Time present and time past
Are both perhaps present in time future
And time future contained in time past.
If all time is eternally present
All time is unredeemable.
What might have been is an abstraction
Remaining a perpetual possibility
Only in a world of speculation.
What might have been and what has been
Point to one end, which is always present.
Footfalls echo in the memory
Down the passage which we did not take
Towards the door we never opened
Into the rose-garden.


You say I am repeating
Something I have said before. I shall say it again.
Shall I say it again? In order to arrive there,
To arrive where you are, to get from where you are not,
       You must go by a way wherein there is no ecstacy.
In order to arrive at what you do not know
       You must go by a way which is the way of ignorance.
In order to possess what you do not possess
       You must go by the way of dispossession.
In order to arrive at what you are not
       You must go through the way in which you are not.
And what you do not know is the only thing you know
And what you own is what you do not own
And where you are is where you are not.


     Where is there an end of it, the soundless wailing,
The silent withering of autumn flowers
Dropping their petals and remaining motionless;
Where is there and end to the drifting wreckage,
The prayer of the bone on the beach, the unprayable
Prayer at the calamitous annunciation?
  There is no end, but addition: the trailing
Consequence of further days and hours,
While emotion takes to itself the emotionless
Years of living among the breakage
Of what was believed in as the most reliable-
And therefore the fittest for renunciation.

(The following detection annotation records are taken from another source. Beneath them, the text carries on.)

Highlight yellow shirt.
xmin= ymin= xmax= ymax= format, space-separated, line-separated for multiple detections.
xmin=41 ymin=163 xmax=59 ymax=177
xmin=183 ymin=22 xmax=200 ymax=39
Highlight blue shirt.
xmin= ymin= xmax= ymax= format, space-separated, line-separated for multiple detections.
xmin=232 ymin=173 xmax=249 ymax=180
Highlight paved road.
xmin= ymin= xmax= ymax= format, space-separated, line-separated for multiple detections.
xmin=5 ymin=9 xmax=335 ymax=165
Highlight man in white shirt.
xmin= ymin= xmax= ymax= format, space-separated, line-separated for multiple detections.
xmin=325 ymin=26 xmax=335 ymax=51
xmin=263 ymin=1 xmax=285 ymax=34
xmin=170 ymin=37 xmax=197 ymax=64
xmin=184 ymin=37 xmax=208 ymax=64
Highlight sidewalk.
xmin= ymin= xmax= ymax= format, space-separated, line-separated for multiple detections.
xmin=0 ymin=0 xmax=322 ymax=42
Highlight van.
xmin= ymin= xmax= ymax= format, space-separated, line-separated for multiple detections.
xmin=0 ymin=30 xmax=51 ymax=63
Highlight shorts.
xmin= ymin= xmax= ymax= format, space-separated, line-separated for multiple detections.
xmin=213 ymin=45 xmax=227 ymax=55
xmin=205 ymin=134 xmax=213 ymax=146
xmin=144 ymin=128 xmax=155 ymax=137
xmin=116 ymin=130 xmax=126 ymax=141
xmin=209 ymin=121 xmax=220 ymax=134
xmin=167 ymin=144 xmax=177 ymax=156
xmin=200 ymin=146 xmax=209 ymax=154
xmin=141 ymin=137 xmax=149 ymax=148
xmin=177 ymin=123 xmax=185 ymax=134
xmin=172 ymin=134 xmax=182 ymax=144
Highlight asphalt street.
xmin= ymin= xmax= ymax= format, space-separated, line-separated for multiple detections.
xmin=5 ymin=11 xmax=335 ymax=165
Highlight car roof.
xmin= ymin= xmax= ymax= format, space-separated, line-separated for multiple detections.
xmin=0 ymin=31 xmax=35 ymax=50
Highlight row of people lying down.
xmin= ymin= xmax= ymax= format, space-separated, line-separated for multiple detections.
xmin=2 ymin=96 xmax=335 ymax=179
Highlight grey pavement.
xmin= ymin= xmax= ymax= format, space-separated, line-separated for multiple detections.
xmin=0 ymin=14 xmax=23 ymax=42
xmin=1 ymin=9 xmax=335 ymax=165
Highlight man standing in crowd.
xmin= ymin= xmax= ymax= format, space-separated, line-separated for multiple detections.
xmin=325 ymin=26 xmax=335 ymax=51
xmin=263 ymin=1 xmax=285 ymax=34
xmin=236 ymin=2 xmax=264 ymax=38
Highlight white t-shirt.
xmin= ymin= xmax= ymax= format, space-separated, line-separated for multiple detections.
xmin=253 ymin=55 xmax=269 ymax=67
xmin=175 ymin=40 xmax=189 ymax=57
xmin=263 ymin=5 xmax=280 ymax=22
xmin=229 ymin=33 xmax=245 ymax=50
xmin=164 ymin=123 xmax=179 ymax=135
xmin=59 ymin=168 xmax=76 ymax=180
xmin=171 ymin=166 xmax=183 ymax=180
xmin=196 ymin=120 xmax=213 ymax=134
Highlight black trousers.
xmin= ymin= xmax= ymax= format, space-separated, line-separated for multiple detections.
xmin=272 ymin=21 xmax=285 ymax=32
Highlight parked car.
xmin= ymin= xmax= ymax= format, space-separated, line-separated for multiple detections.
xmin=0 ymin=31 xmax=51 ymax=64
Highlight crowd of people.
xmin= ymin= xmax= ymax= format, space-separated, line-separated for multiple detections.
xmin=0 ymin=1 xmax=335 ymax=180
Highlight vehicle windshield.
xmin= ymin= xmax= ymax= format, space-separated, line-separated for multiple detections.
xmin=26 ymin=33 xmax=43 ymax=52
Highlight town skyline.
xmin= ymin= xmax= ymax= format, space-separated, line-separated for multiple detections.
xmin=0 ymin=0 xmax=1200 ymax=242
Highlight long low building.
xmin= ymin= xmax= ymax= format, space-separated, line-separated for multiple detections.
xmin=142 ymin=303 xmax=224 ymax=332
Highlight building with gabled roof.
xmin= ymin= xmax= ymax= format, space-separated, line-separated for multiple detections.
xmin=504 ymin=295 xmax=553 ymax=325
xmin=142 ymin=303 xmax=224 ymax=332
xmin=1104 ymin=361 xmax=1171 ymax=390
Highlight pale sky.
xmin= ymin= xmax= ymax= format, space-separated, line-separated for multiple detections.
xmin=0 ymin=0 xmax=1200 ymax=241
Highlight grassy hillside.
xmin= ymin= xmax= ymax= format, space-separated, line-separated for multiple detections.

We shall not cease from exploration
And the end of all our exploring
Will be to arrive where we started
And know the place for the first time.
Through the unknown, unremembered gate
When the last of earth left to discover
Is that which was the beginning;
At the source of the longest river
The voice of the hidden waterfall
And the children in the apple-tree
Not known, because not looked for
But heard, half-heard, in the stillness
Between two waves of the sea.
Quick now, here, now, always—
A condition of complete simplicity
(Costing not less than everything)
And all shall be well and
All manner of thing shall be well
When the tongues of flames are in-folded
Into the crowned knot of fire
And the fire and the rose are one.


A long time ago, Slate.com had an article where they had a short mp3 of T. S. Eliot himself reading parts of Burnt Norton. But it was later taken down and though I've looked for it, I have never found it again. So, imagine my surprise when I ran into this just now! T. S. Eliot reading the ENTIRE poem! Today, I won't make the same mistake again and have downloaded this for my archives! I usually do not tune into spoken/read poetry easily but when the poet himself reads his poem, it adds to the poem thanks to the poet reading it with the stresses, pauses, etc that he had in mind. This may not always be true but in this case, it really works for me. For me, hearing Eliot's voice reading this poem is magical!